Enfoncez la bouture au tiers dans le pot ou directement en pleine terre dans un coin abrité et ombragé du jardin. Tassez délicatement la terre autour du bois avec vos doigts pour éliminer les poches d'air. Arrosez ensuite généreusement pour plaquer définitivement le substrat contre la tige.
Le maintien d'une atmosphère humide demeure la clé de voûte de l'opération.
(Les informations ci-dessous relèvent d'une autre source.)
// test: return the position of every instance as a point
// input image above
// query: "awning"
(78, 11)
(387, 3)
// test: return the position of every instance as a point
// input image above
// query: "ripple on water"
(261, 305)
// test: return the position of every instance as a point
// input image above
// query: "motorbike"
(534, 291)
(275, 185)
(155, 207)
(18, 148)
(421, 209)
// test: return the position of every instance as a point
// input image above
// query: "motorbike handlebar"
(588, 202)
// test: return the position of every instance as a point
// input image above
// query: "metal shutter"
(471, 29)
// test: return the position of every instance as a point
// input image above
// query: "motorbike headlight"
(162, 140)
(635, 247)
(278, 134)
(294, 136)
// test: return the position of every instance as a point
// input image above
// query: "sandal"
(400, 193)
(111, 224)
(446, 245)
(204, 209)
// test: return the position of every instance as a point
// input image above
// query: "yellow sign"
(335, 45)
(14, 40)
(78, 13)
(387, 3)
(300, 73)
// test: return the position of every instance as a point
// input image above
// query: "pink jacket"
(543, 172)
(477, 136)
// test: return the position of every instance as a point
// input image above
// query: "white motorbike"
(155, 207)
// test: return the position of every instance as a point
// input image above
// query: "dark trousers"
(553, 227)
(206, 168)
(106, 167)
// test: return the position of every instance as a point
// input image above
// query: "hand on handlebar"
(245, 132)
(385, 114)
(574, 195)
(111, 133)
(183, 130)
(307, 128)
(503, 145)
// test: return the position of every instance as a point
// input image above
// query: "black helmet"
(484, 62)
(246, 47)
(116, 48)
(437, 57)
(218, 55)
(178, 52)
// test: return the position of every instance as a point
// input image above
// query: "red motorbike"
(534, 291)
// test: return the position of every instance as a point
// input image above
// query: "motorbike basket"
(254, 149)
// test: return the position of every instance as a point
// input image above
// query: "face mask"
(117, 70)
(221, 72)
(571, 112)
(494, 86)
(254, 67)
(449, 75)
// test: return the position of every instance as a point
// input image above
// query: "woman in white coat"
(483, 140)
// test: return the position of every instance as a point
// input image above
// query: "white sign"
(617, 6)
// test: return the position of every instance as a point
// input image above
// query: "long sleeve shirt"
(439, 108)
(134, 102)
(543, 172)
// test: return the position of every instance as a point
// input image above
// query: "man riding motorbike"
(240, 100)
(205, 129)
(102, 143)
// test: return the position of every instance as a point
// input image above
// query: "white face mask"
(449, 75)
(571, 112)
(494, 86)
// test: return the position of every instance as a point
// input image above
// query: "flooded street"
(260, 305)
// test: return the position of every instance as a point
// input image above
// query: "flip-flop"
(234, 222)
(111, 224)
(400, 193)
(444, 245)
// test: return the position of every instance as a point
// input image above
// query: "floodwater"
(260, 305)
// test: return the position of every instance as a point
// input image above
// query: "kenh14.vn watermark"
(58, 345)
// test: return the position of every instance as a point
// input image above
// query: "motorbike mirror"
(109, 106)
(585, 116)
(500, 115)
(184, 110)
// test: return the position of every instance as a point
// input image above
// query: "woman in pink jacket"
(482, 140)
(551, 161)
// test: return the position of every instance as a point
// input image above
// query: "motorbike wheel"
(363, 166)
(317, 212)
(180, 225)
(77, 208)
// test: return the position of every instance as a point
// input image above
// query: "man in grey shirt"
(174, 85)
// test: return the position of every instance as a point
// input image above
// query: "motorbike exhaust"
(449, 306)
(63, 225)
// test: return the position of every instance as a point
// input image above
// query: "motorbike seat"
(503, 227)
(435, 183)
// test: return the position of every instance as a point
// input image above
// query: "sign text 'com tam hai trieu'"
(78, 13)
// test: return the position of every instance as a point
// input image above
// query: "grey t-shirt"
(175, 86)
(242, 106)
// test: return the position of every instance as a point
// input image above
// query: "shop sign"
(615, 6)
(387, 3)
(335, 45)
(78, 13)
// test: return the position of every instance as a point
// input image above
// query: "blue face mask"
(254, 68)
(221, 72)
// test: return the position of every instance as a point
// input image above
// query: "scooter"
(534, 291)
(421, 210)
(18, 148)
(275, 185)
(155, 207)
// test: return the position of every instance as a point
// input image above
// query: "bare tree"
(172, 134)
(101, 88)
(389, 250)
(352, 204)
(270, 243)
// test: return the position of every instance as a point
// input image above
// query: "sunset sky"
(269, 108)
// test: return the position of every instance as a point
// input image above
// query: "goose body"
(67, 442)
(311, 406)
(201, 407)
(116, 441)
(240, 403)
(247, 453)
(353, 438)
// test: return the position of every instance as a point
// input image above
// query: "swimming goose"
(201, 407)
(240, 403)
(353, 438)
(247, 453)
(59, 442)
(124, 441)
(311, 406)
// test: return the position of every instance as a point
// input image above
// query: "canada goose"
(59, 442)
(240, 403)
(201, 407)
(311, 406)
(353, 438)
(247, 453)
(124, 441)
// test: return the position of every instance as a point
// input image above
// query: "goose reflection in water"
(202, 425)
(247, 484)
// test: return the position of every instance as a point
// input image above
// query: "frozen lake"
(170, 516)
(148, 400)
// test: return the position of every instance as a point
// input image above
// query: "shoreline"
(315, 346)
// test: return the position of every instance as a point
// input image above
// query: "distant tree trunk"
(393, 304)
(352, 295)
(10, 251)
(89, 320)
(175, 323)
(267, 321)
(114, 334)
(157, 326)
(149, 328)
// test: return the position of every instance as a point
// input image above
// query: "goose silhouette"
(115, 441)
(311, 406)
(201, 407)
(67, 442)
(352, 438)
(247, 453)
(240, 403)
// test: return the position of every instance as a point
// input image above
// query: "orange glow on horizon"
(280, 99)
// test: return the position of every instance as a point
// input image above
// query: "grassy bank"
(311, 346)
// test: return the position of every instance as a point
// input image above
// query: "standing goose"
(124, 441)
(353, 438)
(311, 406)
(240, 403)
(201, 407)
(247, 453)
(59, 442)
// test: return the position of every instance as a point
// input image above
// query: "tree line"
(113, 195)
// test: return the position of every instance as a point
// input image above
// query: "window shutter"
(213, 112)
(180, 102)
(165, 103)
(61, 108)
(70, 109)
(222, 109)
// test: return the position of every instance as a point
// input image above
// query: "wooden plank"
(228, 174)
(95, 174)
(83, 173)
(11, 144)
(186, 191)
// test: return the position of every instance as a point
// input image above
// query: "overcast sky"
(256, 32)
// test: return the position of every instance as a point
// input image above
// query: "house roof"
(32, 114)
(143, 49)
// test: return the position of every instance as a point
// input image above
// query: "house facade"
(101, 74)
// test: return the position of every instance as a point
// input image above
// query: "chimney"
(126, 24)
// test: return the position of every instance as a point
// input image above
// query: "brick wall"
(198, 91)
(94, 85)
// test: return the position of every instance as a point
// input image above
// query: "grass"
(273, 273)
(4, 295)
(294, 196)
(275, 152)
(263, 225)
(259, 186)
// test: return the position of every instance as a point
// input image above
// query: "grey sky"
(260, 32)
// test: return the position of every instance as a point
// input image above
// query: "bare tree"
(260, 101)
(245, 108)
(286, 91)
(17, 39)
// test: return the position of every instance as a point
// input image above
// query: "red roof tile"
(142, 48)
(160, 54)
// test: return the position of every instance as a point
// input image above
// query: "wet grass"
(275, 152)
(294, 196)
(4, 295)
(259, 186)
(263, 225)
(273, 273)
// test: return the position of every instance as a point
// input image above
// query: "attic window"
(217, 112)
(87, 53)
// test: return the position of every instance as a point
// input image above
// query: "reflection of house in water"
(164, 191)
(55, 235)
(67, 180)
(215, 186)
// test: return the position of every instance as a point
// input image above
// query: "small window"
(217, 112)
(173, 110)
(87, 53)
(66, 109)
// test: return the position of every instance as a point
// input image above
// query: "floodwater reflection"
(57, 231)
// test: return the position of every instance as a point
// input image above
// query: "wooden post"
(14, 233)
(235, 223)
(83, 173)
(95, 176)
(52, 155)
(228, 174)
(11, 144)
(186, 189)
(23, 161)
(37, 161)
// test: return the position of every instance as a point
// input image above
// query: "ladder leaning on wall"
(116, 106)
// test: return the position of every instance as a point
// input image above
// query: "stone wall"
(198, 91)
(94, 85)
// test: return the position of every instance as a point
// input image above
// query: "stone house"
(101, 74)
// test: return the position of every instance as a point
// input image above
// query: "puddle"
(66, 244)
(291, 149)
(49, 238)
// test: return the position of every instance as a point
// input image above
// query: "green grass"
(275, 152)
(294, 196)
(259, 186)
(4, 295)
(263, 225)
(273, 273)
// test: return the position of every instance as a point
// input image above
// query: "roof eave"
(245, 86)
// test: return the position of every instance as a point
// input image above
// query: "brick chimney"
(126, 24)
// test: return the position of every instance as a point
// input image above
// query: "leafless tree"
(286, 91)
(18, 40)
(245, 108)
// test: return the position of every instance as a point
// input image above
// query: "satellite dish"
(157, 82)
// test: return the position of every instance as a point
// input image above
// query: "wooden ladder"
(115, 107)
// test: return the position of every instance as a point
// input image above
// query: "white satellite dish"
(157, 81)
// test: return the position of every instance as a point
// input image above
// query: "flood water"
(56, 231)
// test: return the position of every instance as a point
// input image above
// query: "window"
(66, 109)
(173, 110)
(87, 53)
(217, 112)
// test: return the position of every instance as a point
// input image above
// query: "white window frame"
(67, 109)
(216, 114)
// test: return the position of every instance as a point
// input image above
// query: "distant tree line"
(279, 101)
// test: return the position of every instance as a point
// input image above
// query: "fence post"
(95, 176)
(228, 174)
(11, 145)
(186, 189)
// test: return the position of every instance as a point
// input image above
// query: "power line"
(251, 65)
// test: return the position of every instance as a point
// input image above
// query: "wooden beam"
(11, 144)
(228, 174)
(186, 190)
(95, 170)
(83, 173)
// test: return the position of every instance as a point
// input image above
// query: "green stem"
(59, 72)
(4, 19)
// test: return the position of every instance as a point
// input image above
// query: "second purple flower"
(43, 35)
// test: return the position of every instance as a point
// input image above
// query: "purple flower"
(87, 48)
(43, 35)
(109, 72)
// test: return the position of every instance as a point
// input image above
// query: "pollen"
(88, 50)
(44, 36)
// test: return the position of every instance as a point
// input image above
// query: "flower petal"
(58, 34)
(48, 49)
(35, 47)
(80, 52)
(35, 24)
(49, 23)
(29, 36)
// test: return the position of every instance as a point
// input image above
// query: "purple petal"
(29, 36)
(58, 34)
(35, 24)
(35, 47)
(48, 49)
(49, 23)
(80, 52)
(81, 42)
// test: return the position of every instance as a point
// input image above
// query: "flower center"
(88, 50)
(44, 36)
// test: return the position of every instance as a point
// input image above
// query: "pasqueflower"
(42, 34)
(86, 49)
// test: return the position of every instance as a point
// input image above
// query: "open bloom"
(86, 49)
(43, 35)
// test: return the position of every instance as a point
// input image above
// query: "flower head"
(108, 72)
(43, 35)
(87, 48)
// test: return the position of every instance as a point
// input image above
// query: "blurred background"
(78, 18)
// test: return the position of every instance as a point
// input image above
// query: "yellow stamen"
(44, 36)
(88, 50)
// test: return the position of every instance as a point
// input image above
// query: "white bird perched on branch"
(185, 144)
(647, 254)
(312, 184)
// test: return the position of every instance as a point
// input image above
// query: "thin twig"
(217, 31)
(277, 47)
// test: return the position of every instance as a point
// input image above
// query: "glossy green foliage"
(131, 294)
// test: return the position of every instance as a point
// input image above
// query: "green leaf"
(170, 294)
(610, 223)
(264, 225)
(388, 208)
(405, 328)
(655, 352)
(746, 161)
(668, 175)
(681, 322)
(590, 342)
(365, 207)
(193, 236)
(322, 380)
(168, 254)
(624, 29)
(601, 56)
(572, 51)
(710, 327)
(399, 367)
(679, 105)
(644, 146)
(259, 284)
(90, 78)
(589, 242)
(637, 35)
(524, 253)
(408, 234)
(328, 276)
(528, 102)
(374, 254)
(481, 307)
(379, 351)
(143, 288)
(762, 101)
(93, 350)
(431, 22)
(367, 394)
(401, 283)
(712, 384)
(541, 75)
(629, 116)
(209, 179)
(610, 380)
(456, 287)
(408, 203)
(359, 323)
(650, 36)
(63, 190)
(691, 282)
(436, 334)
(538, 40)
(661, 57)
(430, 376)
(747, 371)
Vous pouvez installer une cloche plastique ou une bouteille coupée par-dessus la bouture pour créer un effet de serre suffisant. Pensez toutefois à aérer régulièrement pour prévenir l'apparition de moisissures ou de feutrage gris.
Entretien de la bouture jusqu'au printemps suivant
Durant toute la fin de l'été et l'automne, veillez à garder le substrat frais sans jamais le détremper. Un excès d'humidité stagnante ferait pourrir la base du rameau avant même que les racines n'apparaissent. Placez vos pots à l'abri des rayons directs du soleil mais dans un endroit lumineux.
Lorsque les premières gelées approchent, vos jeunes boutures nécessitent une protection adéquate contre le froid. Placez les pots sous un châssis froid, dans une serre non chauffée ou paillez très abondamment le pied si vos boutures se trouvent en pleine terre. L'objectif consiste uniquement à protéger les jeunes racines naissantes des fortes gelées.
Au printemps, quand les bourgeons commencent à débourrer et qu'un nouveau feuillage apparaît, la reprise est confirmée. Il ne vous reste plus qu'à repiquer votre nouveau rosier à son emplacement définitif dans le jardin.